Python2.7 objects and methods commonly used in sparse linear regression, does not include original regression code.

Notifications You must be signed in to change notification settings

Rtasseff/SLRplus

Repository files navigation

SLRPlus - Tools for Sparse Linear Regression

20111212 RAT

This is a fairly straight forward set of tools for running linear regression with constraints for stability and selection. Currently the only formulation considered is the elastic net formulation (which is a combination of ridge regression and LASSO, L2 and L1 norms). The central algorithm is coordinate descent as described in Friedman, Hastie and Tibshirani J Stat Softw. 2010; 33(1): 1–22.

Note: work in progress!! Also I am not a programmer and I am not a long term python user, so be aware, organization and nomenclature and anything else may be a little messy.

Functionality

The primary calculations for the fit are done using the fortran code by Jerome Friedman, this is integrated via the python wrapper from: https://github.com/dwf/glmnet-python.

As for my tiny contribution I wrote up a set of tools to preform some common tasks that I find useful. The two most relevant modules are elasticNetLinReg.py and SLRplus.py.
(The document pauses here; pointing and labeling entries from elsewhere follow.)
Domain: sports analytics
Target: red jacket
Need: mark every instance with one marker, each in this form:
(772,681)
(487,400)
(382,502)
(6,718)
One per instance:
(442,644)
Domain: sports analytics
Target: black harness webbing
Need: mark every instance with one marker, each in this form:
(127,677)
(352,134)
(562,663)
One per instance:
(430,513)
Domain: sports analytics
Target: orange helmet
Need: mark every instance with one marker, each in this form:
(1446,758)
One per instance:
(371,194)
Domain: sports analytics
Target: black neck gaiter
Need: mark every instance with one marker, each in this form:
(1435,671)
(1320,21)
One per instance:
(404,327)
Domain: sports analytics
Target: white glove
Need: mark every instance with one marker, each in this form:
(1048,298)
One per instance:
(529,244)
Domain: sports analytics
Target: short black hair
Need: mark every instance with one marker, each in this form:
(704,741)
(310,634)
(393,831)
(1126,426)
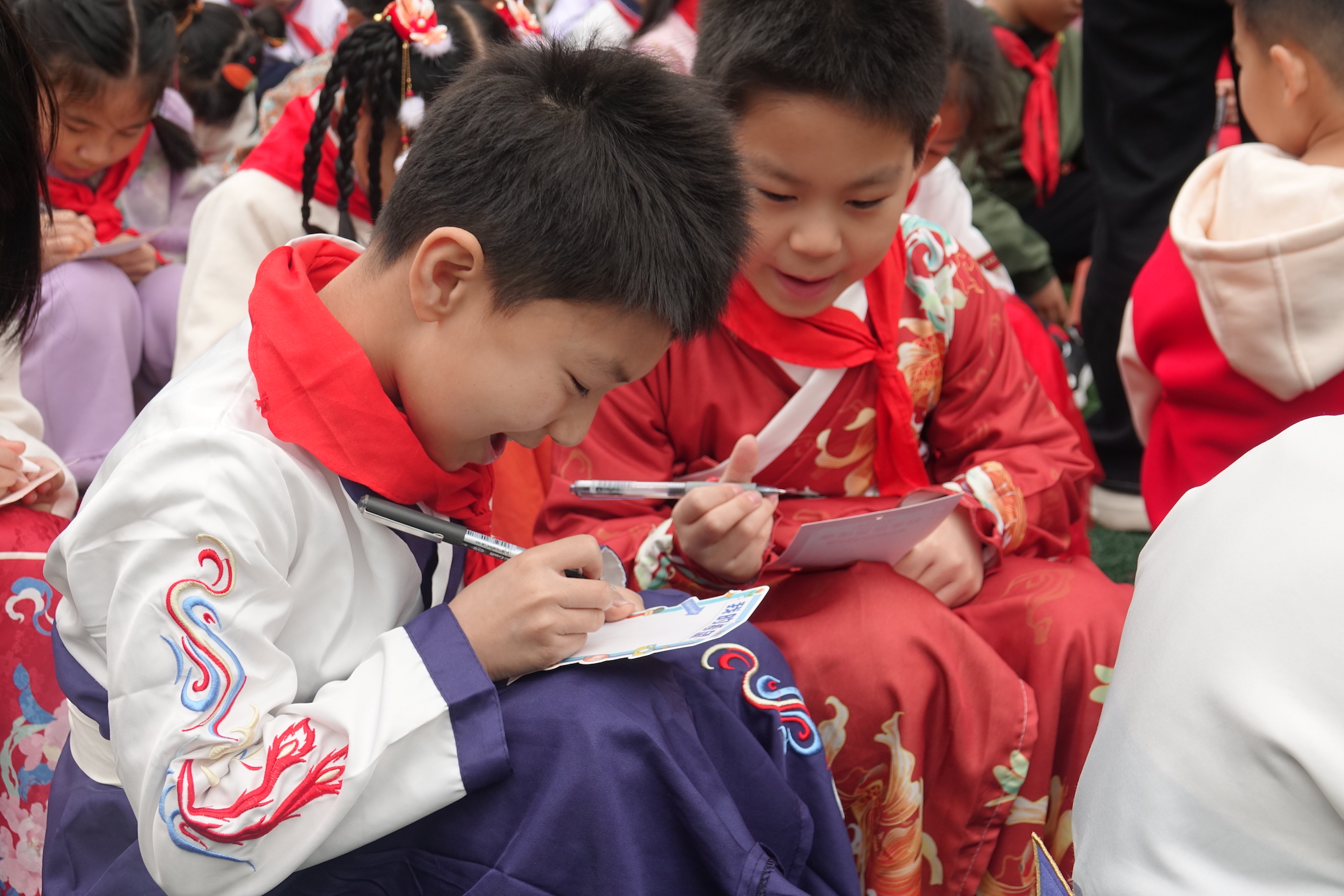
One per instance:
(1316,24)
(588,175)
(216,37)
(973,51)
(366,76)
(888,59)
elasticNetReg.py has methods to fit a model (I typically find the default properties to be pretty useful but they can easily be changed), run cv analysis for multiple lambdas (penalty parameter) and construct objects to represent the results for efficient access of important properties and plotting.

basic example:

In [50]: import numpy as np
In [51]: import elasticNetLinReg as enet
In [52]: X = np.random.randn(20,100)
In [53]: w = 5*np.random.randn(100)
In [54]: w[5:] = 0
In [55]: y = np.dot(X,w)
In [56]: enm = enet.fit(X,y,1)
In [60]: enm.indices
Out[60]: array([ 3, 39, 15,  2, 51, 42,  0, 69,  9, 63,  4, 53,  5,  1])
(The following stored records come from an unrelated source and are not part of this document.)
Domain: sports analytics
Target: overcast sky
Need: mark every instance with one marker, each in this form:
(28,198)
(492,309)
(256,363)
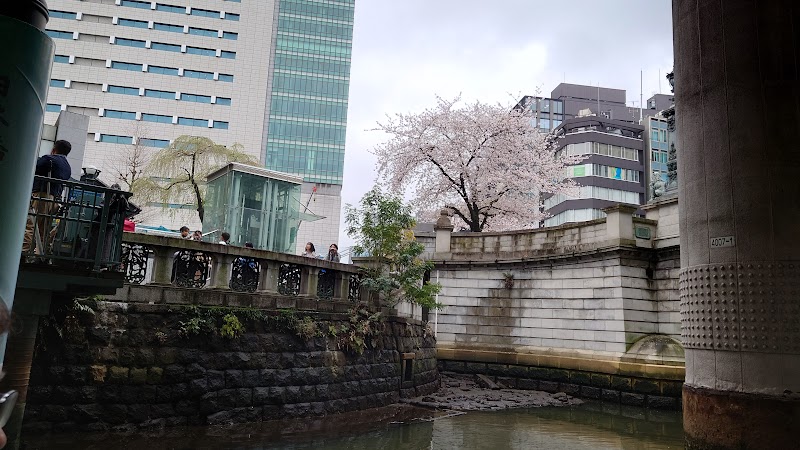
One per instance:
(406,52)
enm is a model object of the fit of the data with an alpha (balance parameter) of 1, in this example, equivalent to standard lasso. The coordinate decent
algorithm naturally solves for a trajectory of lambda values so enm has results for many fits. The indices displayed is a sparse representation of the regressors that were assigned non-zero coefficients for any of the fits considered.
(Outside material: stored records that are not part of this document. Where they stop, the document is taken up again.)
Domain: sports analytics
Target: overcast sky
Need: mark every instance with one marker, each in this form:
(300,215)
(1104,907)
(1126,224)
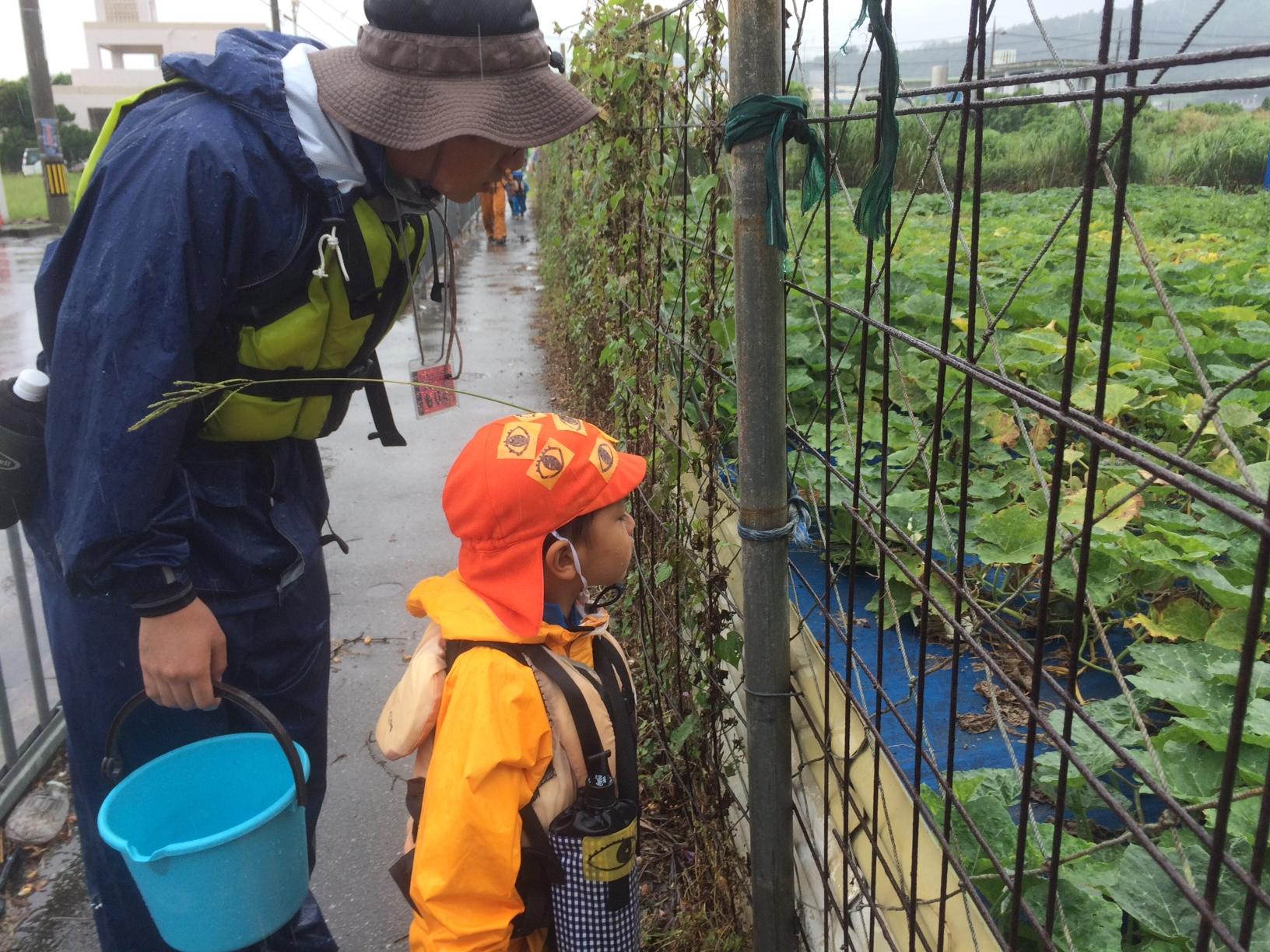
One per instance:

SLRplus.py has a class to run and store the regression as well as a few other properties that may be useful. The regression parameters (lambda and alpha) are both chosen by cross validation, There is a function to estimate the significance (p values) that the coef are not random, and a function to estimate the impact of removing selected regressors.

basic example:

In [50]: import numpy as np
In [51]: import elasticNetLinReg as enet
In [52]: X = np.random.randn(20,100)
In [53]: w = 5*np.random.randn(100)
In [54]: w[5:] = 0
In [55]: y = np.dot(X,w)
In [61]: import SLRplus
In [62]: slr = SLRplus.SLRplusModel(X,y)
In [63]: slr.calcFit()
In [64]: slr.calcPValues()
In [65]: slr.calcImpactValues()
In [66]: slr.indices
Out[66]: array([ 3, 39, 15,  2, 51,  0, 69,  9, 63,  4, 53,  5,  1])
In [67]: slr.pValues
Out[67]: 
array([ 0.   ,  0.99 ,  0.504,  0.   ,  0.446,  0.   ,  0.387,  0.813,
    0.814,  0.   ,  0.446,  0.666,  0.   ])

Dependencies

I used python 2.7, numpy 1.6.1, and scipy 0.10.0. Matplotlib 1.1.0 was used for the plotting methods.

IMPORTANT You need the wrapper and the original fortran code for glmnet to do anything useful. The code is maintained at: https://github.com/dwf/glmnet-python. There is a little trick in the compile step so read the readme for that module.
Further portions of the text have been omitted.